Barch looked at her with near-dislike. "Call it anything you want. Maybe when a race gets old like yours, it gets stale, sour."
"Perhaps." She stretched out her legs, her arms. After a moment she turned her head, looked at him with what seemed new curiosity. "Your optimism is stimulating, in any event."
Barch grinned. Ages ago, Claude Darran had spoken of Barch's capacity for optimism in different terms.
As if following his thoughts, Komeitk Lelianr murmured, "What strange life-lines we weave through the cosmic gel. Three days ago…"
For the first time, Barch saw tears in her eyes.
Time passed.
Without warning, the cell burst open. White light dazzled their eyes; there was a wave of sound, a tumble of black shapes. The white light cut off, the walls were whole. The cell suddenly seemed full of ill-smelling flesh.
Barch pressed back against the wall. There were eight newcomers, six men, two women: squat white creatures with moist bulldog faces. They wore thread-bare gray smocks, leather stockings, shoes like blobs of yellow gum.
Komeitk Lelianr said tonelessly, "Modoks. I thought it strange the hold was given to us alone."
Warily Barch watched the sight. Their faces showed no emotion, no expression. There was a hoarse conversation, then dead silence while all of them inspected Barch and Komeitk Lelianr.
Komeitk Lelianr said with a tinge of interest in her voice, "I would fit them approximately at 14-90, by the Epignotic Cultural Calculation. Notice the cloth of their garments; durable, shaped rather than woven; their shoes, molded permanently to their feet. These must be outdoor serfs, in the service of a Technics Lord."
Barch made a non-committal sound.
"Not an uncommon pattern around the universe," she went on in a monotone. "Their lot will change little for better or worse."
Barch muttered, "I wonder how much longer we'll be in this hold."
"Are you anxious for Magarak?"
"No, but I don't like the smell here."
"You might sometime wish yourself back in this cell."
"Do you think they'll separate us?"
"Certainly," she said in a flat voice. "First the slaves are graded at rough intellectual levels; they must pass through a hall filled with traps, pitfalls, obstacles, unpleasant sensations, and the like, which they avoid according to their intelligence. After this first division, the lower grades are classified by physique, agility, dexterity." She looked across the cell. "These serfs will probably go out to the mud-flats along Xolboar Sea, a great reclamation project, which uses up thousands of labor-units a year."
"And how about us?"
"A thousand possibilities."
Barch awoke to a sound of harsh voices. He crouched instinctively, slowly relaxed. Two of the blank-faced serfs were fighting, clawing clumsily at each other's faces. The remaining men and the women watched critically.

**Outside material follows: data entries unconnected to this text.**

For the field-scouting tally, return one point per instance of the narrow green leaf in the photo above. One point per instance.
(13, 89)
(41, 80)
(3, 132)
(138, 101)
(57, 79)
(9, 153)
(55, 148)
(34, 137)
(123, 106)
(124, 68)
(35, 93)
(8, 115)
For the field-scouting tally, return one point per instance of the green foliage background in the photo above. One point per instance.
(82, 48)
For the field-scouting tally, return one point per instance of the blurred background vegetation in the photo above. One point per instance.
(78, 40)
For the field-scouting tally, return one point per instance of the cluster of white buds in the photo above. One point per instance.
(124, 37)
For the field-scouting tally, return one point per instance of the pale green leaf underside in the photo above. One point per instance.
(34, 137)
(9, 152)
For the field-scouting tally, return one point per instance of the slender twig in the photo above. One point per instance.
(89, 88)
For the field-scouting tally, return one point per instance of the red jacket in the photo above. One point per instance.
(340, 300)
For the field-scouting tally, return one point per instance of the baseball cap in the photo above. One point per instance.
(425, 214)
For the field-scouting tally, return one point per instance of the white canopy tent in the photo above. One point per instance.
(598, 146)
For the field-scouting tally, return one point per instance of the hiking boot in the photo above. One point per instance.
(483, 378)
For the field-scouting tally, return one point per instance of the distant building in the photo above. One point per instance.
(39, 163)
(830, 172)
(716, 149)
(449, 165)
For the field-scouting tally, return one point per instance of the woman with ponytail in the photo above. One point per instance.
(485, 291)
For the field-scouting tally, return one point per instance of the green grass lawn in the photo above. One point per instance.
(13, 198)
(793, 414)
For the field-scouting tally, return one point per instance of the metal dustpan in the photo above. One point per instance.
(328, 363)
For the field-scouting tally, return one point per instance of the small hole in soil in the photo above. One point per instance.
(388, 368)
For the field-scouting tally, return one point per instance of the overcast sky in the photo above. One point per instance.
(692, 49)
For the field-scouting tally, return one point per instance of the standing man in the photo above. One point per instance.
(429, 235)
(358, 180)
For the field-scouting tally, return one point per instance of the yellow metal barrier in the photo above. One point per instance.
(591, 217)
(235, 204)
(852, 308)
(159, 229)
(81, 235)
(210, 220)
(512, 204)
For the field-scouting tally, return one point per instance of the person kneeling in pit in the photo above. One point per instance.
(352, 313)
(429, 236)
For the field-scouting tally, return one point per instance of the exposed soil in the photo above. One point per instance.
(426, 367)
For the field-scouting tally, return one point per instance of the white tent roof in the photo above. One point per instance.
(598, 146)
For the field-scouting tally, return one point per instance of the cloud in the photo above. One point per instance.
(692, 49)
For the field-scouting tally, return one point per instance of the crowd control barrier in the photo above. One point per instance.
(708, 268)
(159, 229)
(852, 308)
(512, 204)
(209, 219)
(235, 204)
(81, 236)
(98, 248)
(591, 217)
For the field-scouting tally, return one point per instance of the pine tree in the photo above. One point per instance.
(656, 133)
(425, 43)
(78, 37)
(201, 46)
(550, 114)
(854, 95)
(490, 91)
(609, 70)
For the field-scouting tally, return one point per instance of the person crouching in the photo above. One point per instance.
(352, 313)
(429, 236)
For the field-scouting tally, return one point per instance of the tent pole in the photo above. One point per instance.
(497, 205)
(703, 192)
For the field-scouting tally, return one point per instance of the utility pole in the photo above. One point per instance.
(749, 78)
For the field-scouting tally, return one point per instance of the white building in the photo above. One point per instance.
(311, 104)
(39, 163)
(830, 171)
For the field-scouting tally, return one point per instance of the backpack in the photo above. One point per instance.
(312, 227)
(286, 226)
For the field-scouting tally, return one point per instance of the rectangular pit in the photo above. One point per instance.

"Disgusting animals," said Komeitk Lelianr.
One of the contestants suddenly ceased to fight. The other put his legs against the square back, jerked back at the head. The eyes stared up, the neck snapped. There came a sudden raucous babble.
"What are they fighting about?" Barch asked in bewilderment.
"Impossible to say."
"Look!"
The two women were slapping at the man who had conquered, stolidly without anger. At last he threw up his hands as if in defeat, crossed to a man who had been watching, caught him by the neck, smashed his head against the wall until the skull became like jelly. The women spoke on angrily for a few moments, then appeared to lose interest. No one heeded the limp bodies. There were a few dark glances cast toward Barch and Komeitk Lelianr, one or two monosyllables, then silence.